Materials and Methods

Clinical samples

Clinical samples included in our study consist of:

10 peripheral blood samples obtained from RhD-positive non-pregnant volunteers.

35 peripheral blood samples from RhD-negative pregnant women, who were at the risk of RhD incompatibility between mother and fetus.

The written informed consents were obtained from all participants. The study was approved by the Ethical Committee of the First Medical Faculty of Charles University and General Faculty Hospital in Prague (the permission has been issued on 9th June 2014 under No. 62/14).

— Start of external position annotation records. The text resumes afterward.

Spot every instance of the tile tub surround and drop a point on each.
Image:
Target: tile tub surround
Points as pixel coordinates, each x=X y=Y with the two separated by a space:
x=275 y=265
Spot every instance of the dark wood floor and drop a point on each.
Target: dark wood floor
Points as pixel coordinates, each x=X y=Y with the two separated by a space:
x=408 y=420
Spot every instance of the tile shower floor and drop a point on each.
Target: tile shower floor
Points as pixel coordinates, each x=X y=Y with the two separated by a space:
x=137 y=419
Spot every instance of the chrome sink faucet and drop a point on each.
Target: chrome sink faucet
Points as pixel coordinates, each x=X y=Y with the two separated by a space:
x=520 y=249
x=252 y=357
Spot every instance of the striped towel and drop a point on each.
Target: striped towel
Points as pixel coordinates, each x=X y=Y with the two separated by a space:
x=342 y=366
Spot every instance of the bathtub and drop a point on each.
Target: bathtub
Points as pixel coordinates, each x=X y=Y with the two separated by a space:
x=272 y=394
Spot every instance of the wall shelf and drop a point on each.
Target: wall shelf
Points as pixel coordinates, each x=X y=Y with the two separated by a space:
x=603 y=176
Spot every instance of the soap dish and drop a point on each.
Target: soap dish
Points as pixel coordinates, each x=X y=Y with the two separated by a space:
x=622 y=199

Fetal RHD genotyping using qPCR technology is performed in pursuance of routine diagnostics in cooperation with Department of Obstetrics and Gynecology of the First Faculty of Medicine and General University Hospital in Prague since 2008. Total of 380 samples were processed to date. The RhD status of all women and newborns analyzed in our study was confirmed serologically.

Sample preparation and DNA isolation

Peripheral blood samples were collected by venipuncture using Vacutainer tubes with EDTA (ethylenediaminetetraacetic acid) to prevent coagulation. The tubes were stored at 4°C and processed within 12 hours. Plasma samples were obtained by centrifugation of the whole blood at 4°C for 10min/2600g. The supernatant was transferred to a new tube and centrifuged at 4°C for 10min/14000g. Plasma samples were then frozen to -20°C.

For isolation of cell-free DNA from 1ml of plasma, the Qiagen QIAamp Circulating Nucleic Acid kit (Qiagen, Germany) was used according to manufacturer's instructions. In all cases, DNA was finally eluted in 65μl of supplied elution buffer.

PCR amplification

Concentrations of DNA were in all cases determined as levels of amplification of four regions localised in two genes, specifically one region in reference gene GAPDH (glyceraldehyde-3-phosphate dehydrogenase) and three ones in RHD gene (D antigen of Rh blood group)–namely in exons 5, 7 and 10. Optimisation by temperature gradient was implemented for each PCR assay and for both methods before initiating the experiments. Each PCR reaction was performed in a 20μl of total reaction volume containing 5μl of isolated plasma DNA. The same primers and probes concentrations were used in both qPCR and ddPCR. The duplex reactions were performed for both methods (GAPDH-VIC + RHD exon 10-FAM; RHD exon 5-FAM + RHD exon 7-VIC). All PCR reactions were run in triplicates.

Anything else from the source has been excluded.